Neal Morse "One" (Inside Out, VÖ: 01.11.2004)

Zuerst dachten alle, er sei futsch, als er seine Combo Spocks Beard verließ. Doch nun stellt sich heraus, dass dieser Schritt eher Befreiung als Flucht war. Neal Morse fand schon auf "Testimony" zu neuer, hoher Qualität - "One" schlägt den Vorgänger lässig um Längen!

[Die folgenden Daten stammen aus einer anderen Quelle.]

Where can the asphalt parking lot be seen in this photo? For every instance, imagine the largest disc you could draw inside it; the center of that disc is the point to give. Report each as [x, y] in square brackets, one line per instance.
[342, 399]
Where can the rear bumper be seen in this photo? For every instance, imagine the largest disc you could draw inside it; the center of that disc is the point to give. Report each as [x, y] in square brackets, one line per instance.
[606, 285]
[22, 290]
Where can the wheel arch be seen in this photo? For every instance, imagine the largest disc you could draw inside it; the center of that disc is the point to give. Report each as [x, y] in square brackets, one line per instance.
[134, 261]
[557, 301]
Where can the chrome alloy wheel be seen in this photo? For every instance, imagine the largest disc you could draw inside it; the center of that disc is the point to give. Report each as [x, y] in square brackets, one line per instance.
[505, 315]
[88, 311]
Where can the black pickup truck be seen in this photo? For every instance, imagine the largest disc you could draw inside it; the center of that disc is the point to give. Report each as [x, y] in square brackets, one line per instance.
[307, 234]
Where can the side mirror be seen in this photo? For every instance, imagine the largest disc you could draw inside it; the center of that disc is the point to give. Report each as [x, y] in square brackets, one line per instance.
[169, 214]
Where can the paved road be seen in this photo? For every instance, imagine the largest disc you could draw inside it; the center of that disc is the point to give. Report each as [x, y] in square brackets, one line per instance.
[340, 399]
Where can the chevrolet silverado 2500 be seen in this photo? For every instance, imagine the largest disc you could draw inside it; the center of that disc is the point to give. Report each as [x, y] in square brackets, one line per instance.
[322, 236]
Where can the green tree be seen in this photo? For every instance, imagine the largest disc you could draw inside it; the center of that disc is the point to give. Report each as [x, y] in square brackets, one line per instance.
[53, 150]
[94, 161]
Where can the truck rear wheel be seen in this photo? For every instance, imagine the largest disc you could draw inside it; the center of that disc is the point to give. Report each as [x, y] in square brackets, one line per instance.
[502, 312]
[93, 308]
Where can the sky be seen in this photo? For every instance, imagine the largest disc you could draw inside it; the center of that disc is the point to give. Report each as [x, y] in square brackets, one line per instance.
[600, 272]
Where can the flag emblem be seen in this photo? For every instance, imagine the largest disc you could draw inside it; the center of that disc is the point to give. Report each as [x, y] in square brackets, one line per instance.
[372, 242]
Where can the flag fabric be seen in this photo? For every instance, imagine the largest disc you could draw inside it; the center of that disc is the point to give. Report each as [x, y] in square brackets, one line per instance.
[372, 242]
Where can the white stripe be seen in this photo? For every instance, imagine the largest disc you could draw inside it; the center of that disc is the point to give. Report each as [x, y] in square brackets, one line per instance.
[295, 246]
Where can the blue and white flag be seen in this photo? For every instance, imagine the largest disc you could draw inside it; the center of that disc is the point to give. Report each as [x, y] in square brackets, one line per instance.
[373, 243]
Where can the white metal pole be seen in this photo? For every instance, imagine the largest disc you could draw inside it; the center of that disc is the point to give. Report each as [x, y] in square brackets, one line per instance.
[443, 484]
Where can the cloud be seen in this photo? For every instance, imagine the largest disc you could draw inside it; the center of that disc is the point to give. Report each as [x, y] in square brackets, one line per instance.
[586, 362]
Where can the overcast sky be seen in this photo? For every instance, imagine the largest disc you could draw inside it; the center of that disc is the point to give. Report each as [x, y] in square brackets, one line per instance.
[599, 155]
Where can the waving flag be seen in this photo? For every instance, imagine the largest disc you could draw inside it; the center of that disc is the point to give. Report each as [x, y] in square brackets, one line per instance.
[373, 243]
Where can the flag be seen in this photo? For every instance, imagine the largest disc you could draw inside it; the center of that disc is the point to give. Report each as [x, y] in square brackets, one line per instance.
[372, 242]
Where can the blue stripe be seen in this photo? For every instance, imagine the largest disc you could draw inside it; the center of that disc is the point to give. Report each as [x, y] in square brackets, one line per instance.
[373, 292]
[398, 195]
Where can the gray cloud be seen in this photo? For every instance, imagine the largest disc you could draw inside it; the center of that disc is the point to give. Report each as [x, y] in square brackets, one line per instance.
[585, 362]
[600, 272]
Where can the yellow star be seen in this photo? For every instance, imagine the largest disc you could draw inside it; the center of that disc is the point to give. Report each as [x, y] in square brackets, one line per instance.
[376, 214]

Sicher hatte Neal Morse nichts Böses im Sinn, als er der Band, die er selbst stark geprägt hatte, den Rücken kehrte. Der Schritt war notwendig geworden. Spocks Beard wären zu "One" nie in der Lage gewesen, der stilistische Gürtel war schon zu eng, der bandtypische Klang festgefahren und vor allem hatte die Band in den letzten Jahren sehr an der Kommerzschraube gedreht, was ihnen Erfolg einbrachte, "One" aber wie ihre letzten Alben zu einem Popwerk gemacht hätte.
Neal Morse (key, g, voc) hat seinen Kumpel Mike Portnoy (dr) von Dream Theater angerufen und als Bassisten Randy George geordert. Abgesehen von Bass und Schlagzeug hat Neal Morse mal wieder alles selbst gemacht: Songs schreiben, Instrumente spielen, arrangieren, produzieren, … Was bei manchem anderen Musiker voll in die Hose geht, offenbart hier das Genie. Neal Morse ist ein begnadeter Musiker mit Herz und Seele.
"One" hat die Qualität zum Klassiker. So genial und überzeugend klangen Genesis, YES und Gentle Giant in ihrer besten Zeit. Von jedem dieser Vorbilder hat Neal typische stilistische Merkmale als Inspiration in seinen eigenen Klangkosmos verwoben. "One" mit seinen 79.57 Minuten ist eine Ode an den klassischen Progressive Rock, ein Geschenk an jeden Rockfreak, ein Meisterwerk.
Das Konzeptwerk behandelt die biblische Geschichte vom verlorenen Sohn. Doch längst werden die 8 Songs der CD nicht nur von endlosen Lyrics bestimmt. Hier gibt es fabelhafte und lange instrumentale Ausflüge mit Tiefgang und einer hinreißenden Überraschungsflut. Immer wieder setzt Neal zu neuen Ideen an, so vielschichtig und ja, wunderbar, war seine Musik lange nicht mehr. Vielleicht hat er erst jetzt sein Meisterwerk eingespielt.
"One" ist Progressive Rock der feinsten Schule. Dass solche Arbeit heute noch möglich ist, zeigt, dass Musik keine Ende hat und dass es Musiker gibt, die nicht zu Beginn der 1970er Jahre Platten einspielen mussten, um den Horizont progressiver Musik zu erweitern. "One" ist ein Muss.